Conversely, growth in places like Long Island City and Williamsburg has been almost exclusively in the form of new luxury condo buildings. So while a new LIC condo might be priced competitively, cheap starter co-ops simply don’t exist there.

A recent search on Streeteasy.com for apartments under $300,000 in Long Island City yielded a big fat zero. In Williamsburg, there were 11. But on the Upper East Side, there were 99 listings.

Even the similarly large Upper West Side doesn’t have nearly the supply of inexpensive stock, because it’s much less densely built. The Upper West Side currently has 40 listings under $300,000, says Streeteasy.com.

“The Upper West Side is generally 10 to 20 percent higher than the Upper East Side; that’s because there are less high-rises, so there is less supply,” Golub says.

Despite its reputation as an enclave for the rich and richer, the Upper East Side has always held its share of deals. But the stormy economy has added even more value to the neighborhood.

“They overbuilt in the last boom more on the Upper East Side than anywhere else,” says Robert Kravath, a senior vice president at Barak Realty. “That will reduce prices.”

Of course, because the neighborhood is so vast, pricing varies widely within it. The area around 59th Street is a pricey pocket, and Fifth and Park avenues are home to some of the city’s most expensive real estate. But radiate north and east, and prices tend to decrease.
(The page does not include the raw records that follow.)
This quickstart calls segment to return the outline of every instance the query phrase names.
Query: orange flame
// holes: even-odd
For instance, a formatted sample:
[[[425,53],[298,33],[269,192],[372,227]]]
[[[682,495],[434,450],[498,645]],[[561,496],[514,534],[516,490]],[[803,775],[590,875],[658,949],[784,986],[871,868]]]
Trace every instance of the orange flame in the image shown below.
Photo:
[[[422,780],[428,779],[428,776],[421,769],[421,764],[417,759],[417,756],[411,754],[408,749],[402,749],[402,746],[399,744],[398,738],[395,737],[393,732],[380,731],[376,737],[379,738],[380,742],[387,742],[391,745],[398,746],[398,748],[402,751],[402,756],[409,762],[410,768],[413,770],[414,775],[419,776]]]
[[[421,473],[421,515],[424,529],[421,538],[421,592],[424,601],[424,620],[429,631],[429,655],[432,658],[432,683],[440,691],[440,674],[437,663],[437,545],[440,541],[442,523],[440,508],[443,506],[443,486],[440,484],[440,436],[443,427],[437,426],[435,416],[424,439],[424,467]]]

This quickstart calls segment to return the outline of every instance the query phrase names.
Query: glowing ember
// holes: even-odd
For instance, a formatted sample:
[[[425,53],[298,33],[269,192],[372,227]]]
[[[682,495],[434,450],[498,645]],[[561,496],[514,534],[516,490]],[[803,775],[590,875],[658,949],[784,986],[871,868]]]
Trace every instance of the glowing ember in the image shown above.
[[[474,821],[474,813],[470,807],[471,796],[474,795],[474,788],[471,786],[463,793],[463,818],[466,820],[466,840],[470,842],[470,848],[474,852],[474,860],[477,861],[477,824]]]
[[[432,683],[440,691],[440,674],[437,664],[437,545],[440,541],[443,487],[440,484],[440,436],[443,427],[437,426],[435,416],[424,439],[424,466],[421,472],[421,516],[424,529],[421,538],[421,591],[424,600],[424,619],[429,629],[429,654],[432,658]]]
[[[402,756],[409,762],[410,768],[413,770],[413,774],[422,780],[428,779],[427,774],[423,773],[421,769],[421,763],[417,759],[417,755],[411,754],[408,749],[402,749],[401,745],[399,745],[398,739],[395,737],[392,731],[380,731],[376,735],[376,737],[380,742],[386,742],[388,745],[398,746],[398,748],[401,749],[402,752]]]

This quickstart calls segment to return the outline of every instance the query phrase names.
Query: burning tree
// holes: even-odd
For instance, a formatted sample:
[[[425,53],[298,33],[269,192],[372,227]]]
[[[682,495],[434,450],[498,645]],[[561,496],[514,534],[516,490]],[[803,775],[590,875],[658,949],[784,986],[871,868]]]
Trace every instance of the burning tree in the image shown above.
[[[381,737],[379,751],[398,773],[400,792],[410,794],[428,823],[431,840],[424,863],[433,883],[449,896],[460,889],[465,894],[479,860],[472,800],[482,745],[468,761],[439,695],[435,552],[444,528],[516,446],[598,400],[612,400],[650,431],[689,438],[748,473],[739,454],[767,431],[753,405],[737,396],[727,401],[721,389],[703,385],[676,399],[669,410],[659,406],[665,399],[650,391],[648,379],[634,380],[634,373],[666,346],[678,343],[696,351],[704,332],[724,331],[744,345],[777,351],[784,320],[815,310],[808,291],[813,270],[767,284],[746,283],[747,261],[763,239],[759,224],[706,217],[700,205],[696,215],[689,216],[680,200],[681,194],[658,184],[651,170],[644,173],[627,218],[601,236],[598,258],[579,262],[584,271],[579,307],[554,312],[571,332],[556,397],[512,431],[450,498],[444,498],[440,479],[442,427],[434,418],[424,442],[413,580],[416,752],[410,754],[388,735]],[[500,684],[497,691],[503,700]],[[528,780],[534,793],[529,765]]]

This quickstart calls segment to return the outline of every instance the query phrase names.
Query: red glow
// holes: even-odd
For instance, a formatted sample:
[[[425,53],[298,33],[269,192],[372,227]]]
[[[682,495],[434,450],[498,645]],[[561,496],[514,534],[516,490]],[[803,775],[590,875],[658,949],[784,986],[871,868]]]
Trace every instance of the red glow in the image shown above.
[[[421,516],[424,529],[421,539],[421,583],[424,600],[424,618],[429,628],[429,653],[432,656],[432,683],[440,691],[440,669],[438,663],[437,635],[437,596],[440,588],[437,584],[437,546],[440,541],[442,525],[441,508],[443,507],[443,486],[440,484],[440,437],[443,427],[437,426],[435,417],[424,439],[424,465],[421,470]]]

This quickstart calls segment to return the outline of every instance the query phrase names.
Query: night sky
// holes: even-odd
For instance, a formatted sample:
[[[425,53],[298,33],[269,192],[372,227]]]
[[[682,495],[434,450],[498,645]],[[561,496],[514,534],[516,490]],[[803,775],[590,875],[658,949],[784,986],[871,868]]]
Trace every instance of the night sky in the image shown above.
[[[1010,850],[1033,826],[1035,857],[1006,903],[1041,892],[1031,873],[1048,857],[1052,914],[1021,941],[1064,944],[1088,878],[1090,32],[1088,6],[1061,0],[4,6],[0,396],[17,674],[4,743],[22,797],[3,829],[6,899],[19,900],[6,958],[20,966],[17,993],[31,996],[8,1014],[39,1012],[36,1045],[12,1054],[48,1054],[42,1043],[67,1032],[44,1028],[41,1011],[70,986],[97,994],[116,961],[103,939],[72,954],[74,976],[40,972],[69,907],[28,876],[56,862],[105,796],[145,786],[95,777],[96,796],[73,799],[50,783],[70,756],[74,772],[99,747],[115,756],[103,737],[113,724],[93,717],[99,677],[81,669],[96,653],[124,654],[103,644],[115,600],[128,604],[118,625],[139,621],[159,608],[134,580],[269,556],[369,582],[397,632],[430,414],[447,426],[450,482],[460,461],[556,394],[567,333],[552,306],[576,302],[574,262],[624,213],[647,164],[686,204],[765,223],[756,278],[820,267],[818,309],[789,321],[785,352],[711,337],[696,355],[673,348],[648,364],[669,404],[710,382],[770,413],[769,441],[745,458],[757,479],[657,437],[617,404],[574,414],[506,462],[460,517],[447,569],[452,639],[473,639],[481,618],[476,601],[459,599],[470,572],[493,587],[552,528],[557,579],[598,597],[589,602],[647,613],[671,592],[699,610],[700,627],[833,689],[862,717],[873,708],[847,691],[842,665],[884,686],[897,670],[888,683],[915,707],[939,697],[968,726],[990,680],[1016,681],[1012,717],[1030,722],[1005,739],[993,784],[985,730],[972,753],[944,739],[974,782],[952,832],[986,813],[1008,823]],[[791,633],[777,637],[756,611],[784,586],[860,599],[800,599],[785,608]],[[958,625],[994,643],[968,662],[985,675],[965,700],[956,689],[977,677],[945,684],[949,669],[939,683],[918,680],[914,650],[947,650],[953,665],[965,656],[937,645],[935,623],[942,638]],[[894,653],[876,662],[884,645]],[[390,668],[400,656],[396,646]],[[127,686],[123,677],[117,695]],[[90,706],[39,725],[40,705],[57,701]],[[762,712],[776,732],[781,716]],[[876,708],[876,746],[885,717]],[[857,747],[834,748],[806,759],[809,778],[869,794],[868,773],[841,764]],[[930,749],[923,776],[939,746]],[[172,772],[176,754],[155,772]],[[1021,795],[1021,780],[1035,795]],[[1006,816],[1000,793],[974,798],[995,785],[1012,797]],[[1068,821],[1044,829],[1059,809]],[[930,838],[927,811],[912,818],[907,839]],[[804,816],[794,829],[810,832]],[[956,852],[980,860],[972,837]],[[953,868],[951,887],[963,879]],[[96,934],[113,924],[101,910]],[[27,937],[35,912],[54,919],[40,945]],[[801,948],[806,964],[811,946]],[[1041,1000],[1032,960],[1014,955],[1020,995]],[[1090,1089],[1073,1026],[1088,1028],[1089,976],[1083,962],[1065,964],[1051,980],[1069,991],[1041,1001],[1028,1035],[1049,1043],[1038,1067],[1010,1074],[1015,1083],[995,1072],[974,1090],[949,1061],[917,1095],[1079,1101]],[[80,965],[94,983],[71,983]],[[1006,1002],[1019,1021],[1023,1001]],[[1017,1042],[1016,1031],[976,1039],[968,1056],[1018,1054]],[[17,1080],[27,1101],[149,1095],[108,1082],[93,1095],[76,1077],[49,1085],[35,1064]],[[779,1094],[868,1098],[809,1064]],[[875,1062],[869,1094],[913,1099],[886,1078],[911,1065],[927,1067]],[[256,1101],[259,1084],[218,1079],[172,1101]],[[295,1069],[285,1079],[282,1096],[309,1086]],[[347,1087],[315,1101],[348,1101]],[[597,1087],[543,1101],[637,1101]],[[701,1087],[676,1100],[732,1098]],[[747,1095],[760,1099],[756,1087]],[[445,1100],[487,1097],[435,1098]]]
Generally, the blocks east of Second Avenue and north of 86th Street contain the best deals. (“That neighborhood [east of Second Avenue] is a bit east for some people, so the price per square foot is lower and the value is incredible,” says Bess Freedman, senior vice president at the Corcoran Group.) But there are other low-priced pockets as well.

“There are sub-markets within sub-markets, Golub says. “Anything close to or along a busy two-way street might have a little less value.On 86th Street, we’ve seen prices affected in this way. Right now, anything next to the [future] Second Avenue subway is up for debate. A lot of people think it has more value for future growth, but [for now] it depends on how affected it is by noise and views and access.”
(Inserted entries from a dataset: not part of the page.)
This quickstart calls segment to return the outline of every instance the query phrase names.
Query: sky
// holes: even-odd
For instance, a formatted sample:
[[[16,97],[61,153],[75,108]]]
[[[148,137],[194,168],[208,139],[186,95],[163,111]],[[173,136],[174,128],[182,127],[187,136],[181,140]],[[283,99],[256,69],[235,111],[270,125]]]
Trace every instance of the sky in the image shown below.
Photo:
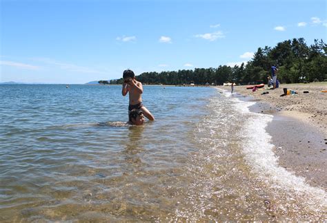
[[[83,84],[126,69],[240,65],[327,39],[326,0],[0,0],[0,82]]]

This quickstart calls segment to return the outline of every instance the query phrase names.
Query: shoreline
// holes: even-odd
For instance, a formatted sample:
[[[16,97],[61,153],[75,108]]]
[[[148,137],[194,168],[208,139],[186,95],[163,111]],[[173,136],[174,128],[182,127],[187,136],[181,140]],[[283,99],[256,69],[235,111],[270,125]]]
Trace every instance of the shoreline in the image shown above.
[[[251,111],[273,116],[266,130],[272,136],[279,164],[304,178],[308,184],[327,191],[327,93],[321,92],[327,89],[327,83],[281,85],[274,90],[265,85],[256,92],[246,87],[235,86],[233,94],[256,102]],[[230,86],[217,87],[230,91]],[[284,87],[298,94],[280,96]]]

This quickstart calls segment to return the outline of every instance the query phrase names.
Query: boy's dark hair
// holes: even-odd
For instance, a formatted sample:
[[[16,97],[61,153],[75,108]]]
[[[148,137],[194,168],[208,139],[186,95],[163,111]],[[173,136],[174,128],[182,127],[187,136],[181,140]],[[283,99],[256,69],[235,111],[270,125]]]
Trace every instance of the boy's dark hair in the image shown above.
[[[135,74],[134,74],[134,72],[131,70],[125,70],[123,73],[123,78],[134,78],[135,77]]]
[[[138,109],[132,109],[130,111],[130,114],[128,115],[130,122],[132,122],[132,118],[136,119],[136,117],[137,117],[137,116],[141,116],[141,114],[143,114],[142,111]]]

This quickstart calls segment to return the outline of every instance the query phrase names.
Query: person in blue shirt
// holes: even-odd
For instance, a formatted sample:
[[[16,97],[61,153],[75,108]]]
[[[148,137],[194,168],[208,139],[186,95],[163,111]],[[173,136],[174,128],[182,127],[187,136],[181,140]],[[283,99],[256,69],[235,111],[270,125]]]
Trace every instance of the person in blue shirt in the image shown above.
[[[277,72],[278,72],[278,69],[275,66],[271,67],[271,76],[272,76],[273,89],[276,88],[276,81],[277,80]]]

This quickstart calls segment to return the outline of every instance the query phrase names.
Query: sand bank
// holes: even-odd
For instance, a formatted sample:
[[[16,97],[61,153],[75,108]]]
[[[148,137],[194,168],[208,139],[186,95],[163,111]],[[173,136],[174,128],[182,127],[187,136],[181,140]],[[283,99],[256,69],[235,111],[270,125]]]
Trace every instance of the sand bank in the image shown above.
[[[280,85],[274,90],[265,87],[252,92],[245,85],[235,86],[234,92],[257,102],[253,111],[274,116],[266,130],[279,164],[326,191],[327,93],[321,90],[327,90],[327,83]],[[284,87],[298,94],[280,96]]]

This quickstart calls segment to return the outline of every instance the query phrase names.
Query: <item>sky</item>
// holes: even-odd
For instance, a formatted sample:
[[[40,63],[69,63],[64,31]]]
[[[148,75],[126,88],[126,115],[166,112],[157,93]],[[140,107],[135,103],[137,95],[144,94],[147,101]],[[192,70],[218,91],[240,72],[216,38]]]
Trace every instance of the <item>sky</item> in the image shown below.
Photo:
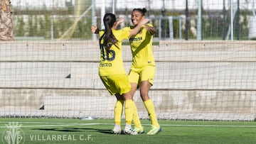
[[[50,9],[53,7],[65,7],[65,1],[72,2],[75,4],[76,0],[11,0],[13,6],[20,8],[38,9],[44,5]],[[82,0],[85,1],[85,0]],[[102,4],[105,7],[111,7],[113,0],[94,0],[96,8],[101,8]],[[117,9],[134,9],[134,8],[150,8],[151,9],[161,9],[164,6],[166,9],[185,9],[186,0],[114,0],[117,1],[116,8]],[[149,3],[149,1],[150,1]],[[223,0],[202,0],[204,9],[218,9],[221,10],[223,7]],[[225,0],[225,8],[228,9],[230,6],[230,0]],[[237,6],[237,0],[233,0],[233,6]],[[246,0],[240,0],[241,9],[252,9],[254,0],[247,0],[250,4],[247,4]],[[256,1],[255,1],[256,2]],[[188,0],[188,9],[196,9],[198,0]]]

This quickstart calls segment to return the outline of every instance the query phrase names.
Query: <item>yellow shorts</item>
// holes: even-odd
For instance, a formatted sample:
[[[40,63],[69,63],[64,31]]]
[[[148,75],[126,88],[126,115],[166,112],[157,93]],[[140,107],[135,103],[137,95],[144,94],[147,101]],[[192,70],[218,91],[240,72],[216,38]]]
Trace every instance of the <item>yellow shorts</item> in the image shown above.
[[[129,83],[128,76],[126,74],[112,76],[100,76],[100,77],[111,95],[114,95],[116,94],[122,95],[131,90],[131,84]]]
[[[146,65],[142,68],[132,67],[129,72],[129,81],[137,83],[139,87],[142,81],[149,81],[153,85],[156,67],[153,65]]]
As for pricing, less (sometimes much less) than $1,000 per square foot is not uncommon. Freedman currently has a junior one-bedroom on East 77th Street, between York and First avenues, on the market for $339,000. At 600 square feet, this means it’s less than $600 per square foot, and she admits she’s not sure it will even sell for that.

The owner bought it five years ago for $315,000 “and will be lucky if she breaks even,” Freedman says. “I don’t know anywhere else in Manhattan where you can get such value, excepting Harlem.”

“The market has come off its high 20 to 25 percent in some [parts of the Upper East Side]. In the lower price department, there are some real bargains,” Picket says.

Complicating matters, though, is that almost all of the inexpensive available stock is located in co-op buildings, which are much tougher to get into, what with their bigger down payments, pesky boards and high monthly charges.

“It’s people in their 20s or 30s who are looking on the UES, but these co-ops are requiring 20 or 30 percent down,” Kravath says. “The co-ops are even tougher than the banks.”

Kravath argues that restrictive co-ops only serve to lower prices further: “You have less people that can get in; then you’re going to have less buyers and prices are going to be even lower.So far, all this price lowering and inventory seems to be doing little to light a fire under gun-shy buyers.

“[On the Upper East Side,] I’m seeing a lot of lookers, but I don’t see a lot of people pulling the trigger. They can go look at other stuff and come back and it’s still there,” Freedman says. “I have a lot of listings on the Upper East Side, and they’re not moving as quickly. It is a buyer’s market. We can’t deny that.”